Taking a step back, there are several data points that point to a water system in crisis. The American Society of Civil Engineers rates our drinking water systems with a C-, a grade reflective of high levels of water loss and the frequent occurrence of boil water notices. If Texas did not have a planning process for developing new water supplies, this grade would likely be worse. And while our drinking water systems have a below average grade, our wastewater systems rank poorly with a D grade.
Another key data point indicative of a water system in crisis is the significant amount of water that leaks out of our water systems. A report by the Texas Living Waters Project revealed that the state’s water systems lose at least 572,000 acre feet (equal to 186 billion gallons) of water per year. For comparison, this is the equivalent of the storage capacity of a major reservoir, such as Lake Buchanan or Possum Kingdom Lake. Further, and as indicated in the report, this is the equivalent of the combined water needs for the cities of Austin, Fort Worth, El Paso, Laredo and Lubbock.
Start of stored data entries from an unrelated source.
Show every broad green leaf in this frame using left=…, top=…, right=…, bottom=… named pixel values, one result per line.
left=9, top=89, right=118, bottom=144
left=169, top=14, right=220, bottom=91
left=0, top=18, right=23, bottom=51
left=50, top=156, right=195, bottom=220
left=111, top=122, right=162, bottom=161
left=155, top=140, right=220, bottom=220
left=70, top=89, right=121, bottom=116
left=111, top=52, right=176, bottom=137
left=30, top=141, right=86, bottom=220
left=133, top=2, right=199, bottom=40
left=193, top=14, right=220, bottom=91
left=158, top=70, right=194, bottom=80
In addition to these points, other data, including the substantial subscription rate for the financial assistance programs administered by the Texas Water Development Board and the multi-billion dollar estimates to upgrade our water systems by the U.S. Environmental Protection Agency point to a water system in crisis.
Given this growing crisis, Texas 2036 has developed a legislative blueprint for the 88th Legislature that proposes systemic, comprehensive reforms needed to address the problems with the state’s aging, deteriorating water systems. The key elements of this blueprint include:
- Create and capitalize a state fund — or repurpose and existing fund — for addressing Texas’ aging, deteriorating water infrastructure;
- Support full funding for TWDB’s legislative appropriations request, including the maximum appropriations needed to secure Infrastructure Investment and Jobs Act funds and the funding necessary to support its staff capacity and ability to recruit qualified personnel;
- Expand the state’s capacity to provide technical assistance to small, rural and disadvantaged communities;
- Develop a data-driven assessment process to identify water utilities that are failing or at-risk of failing; and,
- Expand opportunities for the development of regionalization and regional solutions within the state’s water sector.
Given the historic budget surplus facing legislators this session, this blueprint offers specific recommendations aimed towards investing a portion of that amount in a fund dedicated towards addressing the growing problem of aging, deteriorating water infrastructure. This proposal aims to address a longstanding problem facing our state while returning value to Texas taxpayers.